After reading an article in Mother’s Day Magazine, I begin to ponder how stay at home parents actually get money out of their spouses?

For some, staying at home is the ideal choice in a waning economy where the costs of daycare can take a huge chunk out of their already small paycheck. For others, staying at home offers the ability to develop deeper connections with their children. Also, by staying at home parents ultimately decide what stimuli their children encounter, or what friends they make through play dates. Thus, they decide what their children are exposed to.

As concerns over violence erupting in schools and other education concerns grow, some parents see the choice to stay at home as the ultimate way to be there for and educate their children on their terms.

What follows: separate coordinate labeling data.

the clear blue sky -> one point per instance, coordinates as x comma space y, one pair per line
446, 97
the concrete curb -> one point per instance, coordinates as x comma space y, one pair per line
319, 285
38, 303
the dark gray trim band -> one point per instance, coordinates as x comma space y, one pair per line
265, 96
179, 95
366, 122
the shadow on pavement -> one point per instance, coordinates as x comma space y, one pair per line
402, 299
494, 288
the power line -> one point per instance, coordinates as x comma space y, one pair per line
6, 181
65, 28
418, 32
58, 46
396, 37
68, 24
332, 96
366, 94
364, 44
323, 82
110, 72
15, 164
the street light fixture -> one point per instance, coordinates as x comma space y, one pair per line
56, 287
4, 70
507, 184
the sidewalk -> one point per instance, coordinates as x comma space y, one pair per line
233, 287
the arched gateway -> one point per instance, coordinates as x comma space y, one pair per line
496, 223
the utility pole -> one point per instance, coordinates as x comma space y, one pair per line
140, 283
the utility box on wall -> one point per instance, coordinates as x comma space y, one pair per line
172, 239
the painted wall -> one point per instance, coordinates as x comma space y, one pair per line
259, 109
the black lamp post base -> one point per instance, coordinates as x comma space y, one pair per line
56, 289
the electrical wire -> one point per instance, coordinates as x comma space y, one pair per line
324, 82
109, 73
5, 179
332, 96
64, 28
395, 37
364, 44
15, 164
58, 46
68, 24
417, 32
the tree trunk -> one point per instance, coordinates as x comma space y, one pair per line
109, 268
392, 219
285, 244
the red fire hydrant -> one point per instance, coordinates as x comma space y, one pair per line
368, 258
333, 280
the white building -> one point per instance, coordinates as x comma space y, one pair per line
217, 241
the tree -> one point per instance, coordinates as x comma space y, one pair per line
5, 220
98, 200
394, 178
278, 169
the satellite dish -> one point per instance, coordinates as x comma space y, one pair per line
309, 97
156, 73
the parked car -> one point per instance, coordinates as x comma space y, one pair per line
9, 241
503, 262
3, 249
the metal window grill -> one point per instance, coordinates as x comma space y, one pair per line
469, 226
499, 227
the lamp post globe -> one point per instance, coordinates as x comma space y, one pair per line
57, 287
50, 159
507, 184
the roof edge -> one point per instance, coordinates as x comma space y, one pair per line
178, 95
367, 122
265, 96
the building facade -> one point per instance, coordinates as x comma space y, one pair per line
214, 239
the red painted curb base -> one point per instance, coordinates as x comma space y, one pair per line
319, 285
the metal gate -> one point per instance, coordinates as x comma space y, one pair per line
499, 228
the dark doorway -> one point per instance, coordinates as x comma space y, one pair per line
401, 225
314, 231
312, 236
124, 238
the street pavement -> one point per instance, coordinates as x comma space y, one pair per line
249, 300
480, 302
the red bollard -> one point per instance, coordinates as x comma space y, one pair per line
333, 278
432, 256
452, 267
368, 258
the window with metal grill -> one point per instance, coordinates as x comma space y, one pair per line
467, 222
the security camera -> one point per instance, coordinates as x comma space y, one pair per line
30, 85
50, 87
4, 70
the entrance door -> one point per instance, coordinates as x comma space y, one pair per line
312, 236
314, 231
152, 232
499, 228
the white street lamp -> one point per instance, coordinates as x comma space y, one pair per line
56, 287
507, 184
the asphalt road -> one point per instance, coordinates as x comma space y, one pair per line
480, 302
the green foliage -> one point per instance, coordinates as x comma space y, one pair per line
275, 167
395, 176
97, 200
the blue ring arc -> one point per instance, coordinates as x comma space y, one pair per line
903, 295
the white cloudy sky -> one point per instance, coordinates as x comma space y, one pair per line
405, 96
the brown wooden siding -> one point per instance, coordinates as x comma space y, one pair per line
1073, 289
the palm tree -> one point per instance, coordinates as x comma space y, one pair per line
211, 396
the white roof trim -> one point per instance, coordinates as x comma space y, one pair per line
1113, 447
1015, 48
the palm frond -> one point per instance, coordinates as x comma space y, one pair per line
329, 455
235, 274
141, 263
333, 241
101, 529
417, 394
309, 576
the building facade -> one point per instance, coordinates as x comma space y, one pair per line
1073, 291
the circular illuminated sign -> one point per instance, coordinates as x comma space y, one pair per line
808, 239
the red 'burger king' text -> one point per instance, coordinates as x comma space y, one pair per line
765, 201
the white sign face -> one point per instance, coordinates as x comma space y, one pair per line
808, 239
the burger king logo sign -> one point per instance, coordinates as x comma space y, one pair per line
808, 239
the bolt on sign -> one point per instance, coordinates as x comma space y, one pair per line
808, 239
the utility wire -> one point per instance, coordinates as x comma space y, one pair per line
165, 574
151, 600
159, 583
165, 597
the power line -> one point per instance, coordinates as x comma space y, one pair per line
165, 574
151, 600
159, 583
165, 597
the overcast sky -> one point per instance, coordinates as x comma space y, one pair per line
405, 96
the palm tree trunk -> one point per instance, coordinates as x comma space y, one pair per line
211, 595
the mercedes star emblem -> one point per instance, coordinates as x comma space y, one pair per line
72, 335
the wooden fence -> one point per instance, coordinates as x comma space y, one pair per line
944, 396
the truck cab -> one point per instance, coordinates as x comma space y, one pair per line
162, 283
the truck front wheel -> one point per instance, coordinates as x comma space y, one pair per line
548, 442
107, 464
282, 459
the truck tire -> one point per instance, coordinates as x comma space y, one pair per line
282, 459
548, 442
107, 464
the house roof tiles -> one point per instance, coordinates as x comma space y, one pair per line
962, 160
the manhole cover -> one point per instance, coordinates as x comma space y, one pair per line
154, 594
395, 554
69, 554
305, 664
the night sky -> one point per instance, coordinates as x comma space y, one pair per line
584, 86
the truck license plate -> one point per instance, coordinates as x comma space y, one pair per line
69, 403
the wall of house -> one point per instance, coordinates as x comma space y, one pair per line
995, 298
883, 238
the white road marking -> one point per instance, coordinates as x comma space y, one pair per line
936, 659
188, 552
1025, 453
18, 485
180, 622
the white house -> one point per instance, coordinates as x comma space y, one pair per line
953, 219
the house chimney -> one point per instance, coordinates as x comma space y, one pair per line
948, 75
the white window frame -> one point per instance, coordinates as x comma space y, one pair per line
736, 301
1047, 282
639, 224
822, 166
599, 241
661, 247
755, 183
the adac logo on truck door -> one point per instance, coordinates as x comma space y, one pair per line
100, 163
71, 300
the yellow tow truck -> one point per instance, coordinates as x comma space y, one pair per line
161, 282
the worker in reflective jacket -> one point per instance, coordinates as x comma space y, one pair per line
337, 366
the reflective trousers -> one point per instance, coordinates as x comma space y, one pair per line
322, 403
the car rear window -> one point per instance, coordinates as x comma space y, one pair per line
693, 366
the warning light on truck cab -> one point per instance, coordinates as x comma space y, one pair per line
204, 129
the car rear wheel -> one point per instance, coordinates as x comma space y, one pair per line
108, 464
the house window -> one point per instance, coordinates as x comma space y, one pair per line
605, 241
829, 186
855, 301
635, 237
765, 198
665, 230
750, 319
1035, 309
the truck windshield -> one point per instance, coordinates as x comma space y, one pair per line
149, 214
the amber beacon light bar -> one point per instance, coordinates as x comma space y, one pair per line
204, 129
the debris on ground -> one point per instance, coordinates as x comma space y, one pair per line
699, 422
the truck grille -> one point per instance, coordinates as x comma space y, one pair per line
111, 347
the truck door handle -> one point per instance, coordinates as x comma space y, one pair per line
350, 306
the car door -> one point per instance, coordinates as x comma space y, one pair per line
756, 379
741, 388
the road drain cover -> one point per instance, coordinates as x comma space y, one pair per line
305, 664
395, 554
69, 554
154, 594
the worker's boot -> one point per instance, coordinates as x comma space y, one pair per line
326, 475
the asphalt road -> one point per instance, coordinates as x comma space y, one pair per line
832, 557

Still, the age old problem of finances rears its ugly head.

For stay at home parents, the tough choices, the strict budgeting is deemed well worth it, even if the family struggles to do so. Although most people assume that stay at home parents must have a well to do spouse to keep them afloat while the other spouse stays at home, this isn’t always the case. When weighing the options between choosing work related stress, forking over a wad of cash to daycares or babysitters rather than staying home, more parents are seeing that the benefits of staying at home outweigh the disadvantages of a loss of income.

However, as the article mentioned, for the parent staying at home, feelings of guilt may loom when the bills began to pile up, even if that parent wasn’t the highest earning parent in the household. This makes it difficult, even degrading for some to ask for money for anything outside of household expenditures. Especially when the stay at home parent was used to paying their own way, was used to being a contributing member of the household, and was used to spending their money whenever they wanted to without consulting their spouse.

So how does this parent ask for money when it doesn’t relate to household expenditures? When that parent needs to temporarily escape the chaos they call home, how do they accomplish this?

Some stay at home parents control the finances. Most, however, are not in control of the money and have to resort to asking their working partner for an allowance. Some try to supplement their income by picking up part-time jobs that pay minimal amounts, such as babysitting and other work from home jobs that pay little. Many do this to avoid asking for spending money, to maintain some level of independence and to increase their self-worth, even if the contributions are less than desirable.

So weigh in on this matter. Are you a stay at home parent? How do you handle asking for money?